2. Taring Tajam di Belakang Rekan Kerja
Ketika Atasan Pergi: "Lihat tuh si A, kerjanya cuma
gitu-gitu aja!"
Pola kedua, dan yang paling merusak, adalah intrik di
belakang layar. Guru Mata-Mata adalah ahli dalam pembunuhan karakter melalui
bisikan. Mereka tidak hanya melaporkan fakta, tetapi juga menafsirkan,
menambahkan bumbu, dan menyebarkannya—jauh lebih berbahaya daripada sekadar
kamera Closed-Circuit TeleVision (CCTV) yang hanya merekam.
Mereka menargetkan:
- Guru
yang bekerja keras namun tidak pandai "mencari muka."
- Guru
honorer yang
posisinya rentan.
- Rekan
kerja yang dianggap saingan untuk posisi atau pujian.
Dinding ruang guru, alih-alih menjadi tempat istirahat dan
kolaborasi, telah berubah menjadi "server pusat mata-mata."
Setiap gerakan, keterlambatan, obrolan santai, bahkan helaan napas, dicatat dan
diolah menjadi bahan laporan rahasia.
Pesan Dinding: "Topeng kalian jatuh setiap hari, tapi kalian pura-pura
tidak mendengar bunyinya."
II. Loyalitas yang Salah Kaprah: Bukan ke Moral, tapi ke
Kursi Kekuasaan
Mengapa fenomena Guru Mata-Mata begitu masif dan subur?

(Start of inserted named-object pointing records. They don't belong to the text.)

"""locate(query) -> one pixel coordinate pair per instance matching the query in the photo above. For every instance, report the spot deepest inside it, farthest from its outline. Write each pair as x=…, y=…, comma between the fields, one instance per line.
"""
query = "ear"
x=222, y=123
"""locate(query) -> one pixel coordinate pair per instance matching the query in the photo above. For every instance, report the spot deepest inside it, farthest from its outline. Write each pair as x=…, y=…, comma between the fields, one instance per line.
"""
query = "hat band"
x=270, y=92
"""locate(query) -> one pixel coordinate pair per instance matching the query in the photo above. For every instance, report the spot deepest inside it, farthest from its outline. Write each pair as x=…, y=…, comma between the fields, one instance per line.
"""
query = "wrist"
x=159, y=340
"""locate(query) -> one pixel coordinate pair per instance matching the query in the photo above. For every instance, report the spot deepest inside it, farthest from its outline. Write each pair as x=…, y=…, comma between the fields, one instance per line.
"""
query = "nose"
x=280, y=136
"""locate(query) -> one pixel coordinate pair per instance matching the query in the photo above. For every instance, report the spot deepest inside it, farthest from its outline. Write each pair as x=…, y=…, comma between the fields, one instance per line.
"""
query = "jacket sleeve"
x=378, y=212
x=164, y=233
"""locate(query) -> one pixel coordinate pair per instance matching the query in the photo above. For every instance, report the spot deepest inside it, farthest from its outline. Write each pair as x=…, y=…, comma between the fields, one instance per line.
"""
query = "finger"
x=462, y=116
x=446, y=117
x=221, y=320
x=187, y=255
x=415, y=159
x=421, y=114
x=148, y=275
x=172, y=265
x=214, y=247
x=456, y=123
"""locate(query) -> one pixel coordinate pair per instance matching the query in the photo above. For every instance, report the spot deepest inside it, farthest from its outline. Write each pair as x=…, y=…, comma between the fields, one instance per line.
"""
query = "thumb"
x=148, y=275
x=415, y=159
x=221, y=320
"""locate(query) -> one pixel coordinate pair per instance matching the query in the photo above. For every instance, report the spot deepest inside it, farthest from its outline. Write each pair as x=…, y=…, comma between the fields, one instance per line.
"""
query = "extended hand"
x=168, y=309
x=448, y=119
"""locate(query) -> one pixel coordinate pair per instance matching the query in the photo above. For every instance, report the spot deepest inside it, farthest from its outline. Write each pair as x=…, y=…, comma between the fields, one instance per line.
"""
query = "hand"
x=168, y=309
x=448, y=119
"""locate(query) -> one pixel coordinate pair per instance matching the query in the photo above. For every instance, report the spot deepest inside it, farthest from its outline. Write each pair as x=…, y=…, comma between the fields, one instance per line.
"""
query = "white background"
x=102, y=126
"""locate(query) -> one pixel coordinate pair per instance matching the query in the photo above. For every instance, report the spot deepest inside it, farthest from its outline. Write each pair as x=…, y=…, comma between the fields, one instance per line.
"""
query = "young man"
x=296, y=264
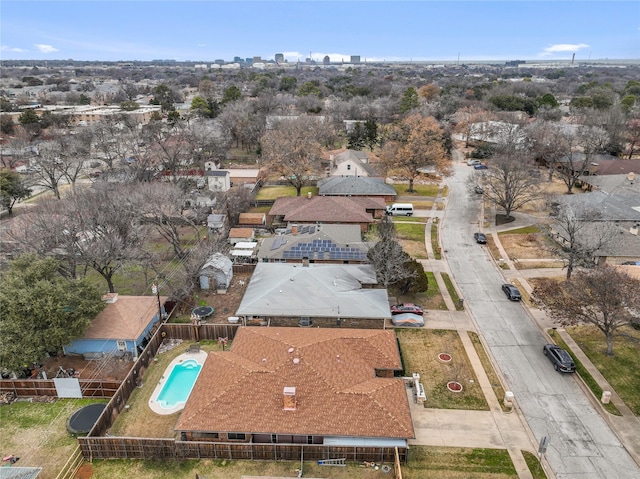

Jawabannya terletak pada distorsi nilai dan motif yang mendalam.
1. Tujuan yang Bukan Mutu, tapi Kedekatan dengan Kekuasaan
Ironi terbesar adalah bahwa guru yang paling
semangat mengawasi rekan kerja, biasanya bukan guru yang paling semangat
mengajar.
Tujuan mereka bergeser. Bukan lagi tentang mutu pendidikan,
bukan lagi tentang bagaimana mencerdaskan anak bangsa, tetapi tentang mendekat
ke kekuasaan—entah itu demi kenaikan jabatan, pengamanan posisi, atau
sekadar mendapatkan perlakuan istimewa.
Dinding tahu betul: siapa yang benar-benar bekerja keras demi
murid, dan siapa yang hanya bekerja keras mencari muka.
2. Mengapa yang Kedua Lebih Sering Naik Jabatan?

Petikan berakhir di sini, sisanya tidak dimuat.